Overview of the Office of the Inspector General
The Office of the Inspector General (OIG) is comprised of an Office of Audit
(OA), Office of Investigations (OI), Office of the Counsel to the Inspector
General (OCIG), Office of External Relations (OER), and Office of Technology
and Resource Management (OTRM). To ensure compliance with policies and procedures,
internal controls, and professional standards, the OIG also has a comprehensive
Professional Responsibility and Quality Assurance program.
Office of Audit
OA conducts financial and performance audits of the Social Security Administration's
(SSA) programs and operations and makes recommendations to ensure program objectives
are achieved effectively and efficiently. Financial audits assess whether SSA's
financial statements fairly present SSA's financial position, results of operations,
and cash flow. Performance audits review the economy, efficiency, and effectiveness
of SSA's programs and operations. OA also conducts short-term management reviews
and program evaluations on issues of concern to SSA, Congress, and the general
public.
Office of Investigations
OI conducts investigations related to fraud, waste, abuse, and mismanagement
in SSA programs and operations. This includes wrongdoing by applicants, beneficiaries,
contractors, third parties, or SSA employees performing their official duties.

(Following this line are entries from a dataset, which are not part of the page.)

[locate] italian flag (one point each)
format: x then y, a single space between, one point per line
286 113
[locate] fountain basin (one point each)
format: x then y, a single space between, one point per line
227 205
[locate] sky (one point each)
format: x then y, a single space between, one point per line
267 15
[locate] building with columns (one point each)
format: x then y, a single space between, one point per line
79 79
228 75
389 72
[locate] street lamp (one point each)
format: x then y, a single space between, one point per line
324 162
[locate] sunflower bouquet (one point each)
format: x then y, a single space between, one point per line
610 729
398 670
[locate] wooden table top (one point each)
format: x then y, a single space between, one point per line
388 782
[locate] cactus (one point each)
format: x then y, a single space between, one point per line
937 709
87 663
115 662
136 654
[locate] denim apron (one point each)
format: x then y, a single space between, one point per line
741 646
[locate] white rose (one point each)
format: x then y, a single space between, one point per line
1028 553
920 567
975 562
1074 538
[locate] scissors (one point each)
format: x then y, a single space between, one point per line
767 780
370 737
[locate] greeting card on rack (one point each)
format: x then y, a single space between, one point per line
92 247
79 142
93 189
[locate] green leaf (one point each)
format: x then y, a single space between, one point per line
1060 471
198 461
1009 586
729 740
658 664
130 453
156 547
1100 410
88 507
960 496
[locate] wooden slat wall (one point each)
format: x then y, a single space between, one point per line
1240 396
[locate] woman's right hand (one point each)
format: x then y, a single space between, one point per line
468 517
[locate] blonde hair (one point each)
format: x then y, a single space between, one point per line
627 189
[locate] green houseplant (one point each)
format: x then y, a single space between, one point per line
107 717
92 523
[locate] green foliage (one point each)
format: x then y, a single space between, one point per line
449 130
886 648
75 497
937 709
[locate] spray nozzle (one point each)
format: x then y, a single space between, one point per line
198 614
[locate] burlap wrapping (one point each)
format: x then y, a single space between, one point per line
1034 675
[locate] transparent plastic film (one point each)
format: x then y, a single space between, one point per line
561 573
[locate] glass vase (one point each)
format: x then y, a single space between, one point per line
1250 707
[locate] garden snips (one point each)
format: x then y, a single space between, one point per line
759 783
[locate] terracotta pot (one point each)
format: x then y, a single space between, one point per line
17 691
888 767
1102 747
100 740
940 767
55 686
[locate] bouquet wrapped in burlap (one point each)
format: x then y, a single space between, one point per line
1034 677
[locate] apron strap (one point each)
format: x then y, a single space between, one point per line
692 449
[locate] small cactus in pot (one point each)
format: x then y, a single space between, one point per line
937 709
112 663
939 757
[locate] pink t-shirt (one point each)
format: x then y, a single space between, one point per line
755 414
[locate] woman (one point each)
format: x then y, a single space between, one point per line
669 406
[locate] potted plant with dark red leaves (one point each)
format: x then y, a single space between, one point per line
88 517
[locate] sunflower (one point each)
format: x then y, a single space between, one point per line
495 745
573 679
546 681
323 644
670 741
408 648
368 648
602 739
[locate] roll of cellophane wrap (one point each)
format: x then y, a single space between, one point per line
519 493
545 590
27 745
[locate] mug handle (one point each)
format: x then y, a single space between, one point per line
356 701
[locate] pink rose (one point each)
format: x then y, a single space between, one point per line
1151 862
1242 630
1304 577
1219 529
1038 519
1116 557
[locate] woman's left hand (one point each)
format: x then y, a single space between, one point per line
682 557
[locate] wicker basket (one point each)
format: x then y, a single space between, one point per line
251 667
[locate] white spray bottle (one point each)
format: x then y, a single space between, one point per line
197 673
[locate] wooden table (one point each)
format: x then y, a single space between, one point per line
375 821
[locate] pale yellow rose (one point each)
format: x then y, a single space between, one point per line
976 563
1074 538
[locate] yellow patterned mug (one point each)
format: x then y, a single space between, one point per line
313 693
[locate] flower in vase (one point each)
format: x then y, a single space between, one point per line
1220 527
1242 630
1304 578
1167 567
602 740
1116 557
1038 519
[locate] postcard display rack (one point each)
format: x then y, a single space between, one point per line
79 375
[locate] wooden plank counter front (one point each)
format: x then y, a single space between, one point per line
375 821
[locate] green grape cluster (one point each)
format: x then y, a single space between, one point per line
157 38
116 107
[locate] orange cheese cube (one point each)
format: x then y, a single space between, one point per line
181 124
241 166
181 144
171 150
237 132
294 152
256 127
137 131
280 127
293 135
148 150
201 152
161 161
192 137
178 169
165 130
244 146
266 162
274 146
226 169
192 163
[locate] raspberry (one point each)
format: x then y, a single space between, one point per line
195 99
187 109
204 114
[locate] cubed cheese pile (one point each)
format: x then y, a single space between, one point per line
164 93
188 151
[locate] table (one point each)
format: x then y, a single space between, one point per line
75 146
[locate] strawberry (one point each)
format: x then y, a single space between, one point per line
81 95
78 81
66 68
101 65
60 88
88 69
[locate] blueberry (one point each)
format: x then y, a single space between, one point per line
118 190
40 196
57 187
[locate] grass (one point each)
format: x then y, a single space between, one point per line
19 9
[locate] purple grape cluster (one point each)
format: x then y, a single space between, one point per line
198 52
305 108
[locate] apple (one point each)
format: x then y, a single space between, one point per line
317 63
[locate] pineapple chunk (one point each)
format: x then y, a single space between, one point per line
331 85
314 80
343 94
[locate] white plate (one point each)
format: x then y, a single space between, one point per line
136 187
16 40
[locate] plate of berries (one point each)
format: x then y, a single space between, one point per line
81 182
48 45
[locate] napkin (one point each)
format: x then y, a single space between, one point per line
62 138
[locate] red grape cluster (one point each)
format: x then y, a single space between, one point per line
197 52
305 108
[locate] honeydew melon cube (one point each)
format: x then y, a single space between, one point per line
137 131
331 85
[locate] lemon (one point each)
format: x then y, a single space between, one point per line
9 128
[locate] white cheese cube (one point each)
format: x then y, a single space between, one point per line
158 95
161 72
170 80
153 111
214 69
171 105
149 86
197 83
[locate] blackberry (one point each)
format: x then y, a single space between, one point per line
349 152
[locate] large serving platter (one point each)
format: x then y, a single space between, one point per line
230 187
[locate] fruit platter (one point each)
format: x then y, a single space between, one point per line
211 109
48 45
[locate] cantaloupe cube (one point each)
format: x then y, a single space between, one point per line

This office serves as liaison to the Department of Justice on all matters relating
to the investigation of SSA programs and personnel. OI also conducts joint investigations
with other Federal, State, and local law enforcement agencies.
Office of the Counsel to the Inspector General
OCIG provides independent legal advice and counsel to the IG on various matters,
including statutes, regulations, legislation, and policy directives. OCIG also
advises the IG on investigative procedures and techniques, as well as on legal
implications and conclusions to be drawn from audit and investigative material.
Also, OCIG administers the Civil Monetary Penalty program.
Office of External Relations
OER manages OIG's external and public affairs programs, and serves as the principal
advisor on news releases and in providing information to the various news reporting
services. OER develops OIG's media and public information policies, directs
OIG's external and public affairs programs, and serves as the primary contact
for those seeking information about OIG. OER prepares OIG publications, speeches,
and presentations to internal and external organizations, and responds to Congressional
correspondence.
Office of Technology and Resource Management
OTRM supports OIG by providing information management and systems security.
OTRM also coordinates OIG's budget, procurement, telecommunications, facilities,
and human resources. In addition, OTRM is the focal point for OIG's strategic
planning function, and the development and monitoring of performance measures.
In addition, OTRM receives and assigns for action allegations of criminal and
administrative violations of Social Security laws, identifies fugitives receiving
benefit payments from SSA, and provides technological assistance to investigations.